They have the mixed 4x400m relay, so why not a mixed 4x100m?

mixed 4x400 relay Photo by: Kevin Morris

World Athletics is consistently seeking ways to enhance the appeal of track and field events. Since its inception, the men’s and women’s 100m races have annually captivated audiences worldwide, showcasing the pinnacle of speed at every major track and field competition. However, in the excitement of individual races, I think there’s an opportunity to introduce a thrilling team event that could determine the world’s fastest country: the mixed 4x100m relay.

While the current World Championship and Olympic programs feature a mixed 4x400m relay, the absence of a 4x100m relay raises the potential for even more excitement, watching the fastest male and female sprinters compete together.

Photo: Kevin Morris

The 4x100m relay is known for its chaos and the fine margins determining a team’s chances for a medal. Over the years, both the men’s and women’s relay events have provided thrilling conclusions to the Olympics and World Championships, adding to the allure and drama of the Games.

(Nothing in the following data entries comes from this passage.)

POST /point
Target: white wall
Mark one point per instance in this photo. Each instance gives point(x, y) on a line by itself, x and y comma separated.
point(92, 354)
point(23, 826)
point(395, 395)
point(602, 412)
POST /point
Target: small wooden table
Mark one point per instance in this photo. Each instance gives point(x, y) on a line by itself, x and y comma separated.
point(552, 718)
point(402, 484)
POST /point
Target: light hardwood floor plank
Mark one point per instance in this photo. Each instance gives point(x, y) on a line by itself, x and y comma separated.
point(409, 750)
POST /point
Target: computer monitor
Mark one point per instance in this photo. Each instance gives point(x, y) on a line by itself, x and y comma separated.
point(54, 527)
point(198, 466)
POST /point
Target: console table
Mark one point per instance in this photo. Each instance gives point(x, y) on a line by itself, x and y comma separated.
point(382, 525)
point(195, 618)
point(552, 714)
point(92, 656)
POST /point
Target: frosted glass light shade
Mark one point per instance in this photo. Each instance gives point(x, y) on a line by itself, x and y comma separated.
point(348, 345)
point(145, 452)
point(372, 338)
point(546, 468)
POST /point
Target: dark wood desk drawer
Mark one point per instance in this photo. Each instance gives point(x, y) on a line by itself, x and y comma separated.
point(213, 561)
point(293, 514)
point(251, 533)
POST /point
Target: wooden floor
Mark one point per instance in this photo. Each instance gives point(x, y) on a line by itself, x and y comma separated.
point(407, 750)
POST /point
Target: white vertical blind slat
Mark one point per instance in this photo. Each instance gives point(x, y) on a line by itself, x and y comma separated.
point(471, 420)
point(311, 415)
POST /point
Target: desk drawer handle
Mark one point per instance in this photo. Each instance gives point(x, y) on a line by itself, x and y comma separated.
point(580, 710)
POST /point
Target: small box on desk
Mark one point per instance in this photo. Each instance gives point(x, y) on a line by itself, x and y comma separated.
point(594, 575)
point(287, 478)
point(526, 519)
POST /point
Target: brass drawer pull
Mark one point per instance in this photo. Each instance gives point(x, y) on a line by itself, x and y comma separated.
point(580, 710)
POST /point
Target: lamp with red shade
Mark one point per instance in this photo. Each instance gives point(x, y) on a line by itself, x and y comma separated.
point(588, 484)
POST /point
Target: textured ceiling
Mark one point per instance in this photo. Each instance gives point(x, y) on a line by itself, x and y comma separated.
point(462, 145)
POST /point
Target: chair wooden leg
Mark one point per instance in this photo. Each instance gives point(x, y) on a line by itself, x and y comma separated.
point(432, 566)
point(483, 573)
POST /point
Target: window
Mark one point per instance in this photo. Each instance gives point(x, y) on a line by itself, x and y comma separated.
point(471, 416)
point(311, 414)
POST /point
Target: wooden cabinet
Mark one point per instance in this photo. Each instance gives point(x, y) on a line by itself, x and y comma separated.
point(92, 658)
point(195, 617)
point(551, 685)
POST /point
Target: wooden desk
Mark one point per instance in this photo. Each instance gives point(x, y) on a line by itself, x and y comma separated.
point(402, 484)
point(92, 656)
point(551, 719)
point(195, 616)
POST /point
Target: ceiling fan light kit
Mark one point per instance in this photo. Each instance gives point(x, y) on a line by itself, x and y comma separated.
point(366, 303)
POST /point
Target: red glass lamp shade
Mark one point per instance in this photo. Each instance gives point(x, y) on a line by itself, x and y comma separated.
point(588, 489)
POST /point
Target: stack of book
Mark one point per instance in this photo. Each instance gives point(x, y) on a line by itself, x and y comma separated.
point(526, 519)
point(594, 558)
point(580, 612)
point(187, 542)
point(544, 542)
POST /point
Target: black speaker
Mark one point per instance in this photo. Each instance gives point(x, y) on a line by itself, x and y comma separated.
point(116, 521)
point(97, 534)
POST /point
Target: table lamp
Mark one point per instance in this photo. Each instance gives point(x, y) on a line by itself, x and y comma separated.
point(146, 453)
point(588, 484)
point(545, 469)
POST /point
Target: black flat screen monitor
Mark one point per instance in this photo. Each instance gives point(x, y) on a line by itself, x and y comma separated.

World Athletics introduced the mixed 4x400m relay five years ago to inject new excitement into the one-lap event. Initially, the format allowed for a random order, featuring top male and female runners in varying sequences. However, in 2022, World Athletics had to adjust the format to ensure fairness, with teams now required to follow a specific order of man-woman-man-woman.

Building on the success of the mixed 4x400m relay, World Athletics could explore introducing a mixed 4x100m relay, also with a carefully crafted order. Aaron Brown, 11-time Canadian sprint champion and two-time Olympian, believes that a 4x100m mixed relay could be an entertaining addition to track and field. “It has the potential for chaos, but I think it could work, if it’s done in the order of woman-woman-man-man,” says Brown.

Team Netherlands celebrates their 4x400m silver medal win at the 2022 World Athletics Championships. Photo: Kevin Morris

While the hand-offs in any relay are notoriously challenging, mixed-gender teams could add an extra layer of intrigue to the sprint schedule. This event has the potential to be a highlight, crowning the fastest sprint nation in the world, which in my opinion, is captivating. The mixed 4x100m relay also aligns with World Athletics and the IOC’s efforts to promote gender equality and expand the sport’s popularity.

And like its longer counterpart, introducing the mixed 4x100m relay would require careful consideration and testing. Conducting trials at events like the World Relays before finalizing its inclusion in major championships could help assess its impact on scheduling, athlete participation and overall interest. Most of the world’s top sprinters, like Noah Lyles, Sha’Carri Richardson, Shericka Jackson and Andre De Grasse will compete in the sprint double and also have the 4x100m relay on their agenda. Adding a mixed event could lower the quality or interest in the other relay events or create scheduling conflicts for athletes.

Despite the possible logistical challenges, the dynamic nature of sports and the ever-evolving interests of fans and athletes suggest that opportunities may arise for innovative events like the mixed 4x100m relay to become a permanent fixture in major track and field competitions. I think the mixed 4x100m relay is an event with a lot of marketing and entertainment potential, as demonstrated by the excitement of the mixed 4x400m relay events at the 2024 World Indoor Championships in Glasgow, which felt wild and reminiscent of a roller derby. As Brown mentioned, I believe the 4x100m event would generate similar chaotic interest, giving more opportunities for athletes to win medals and compete at a world championship level.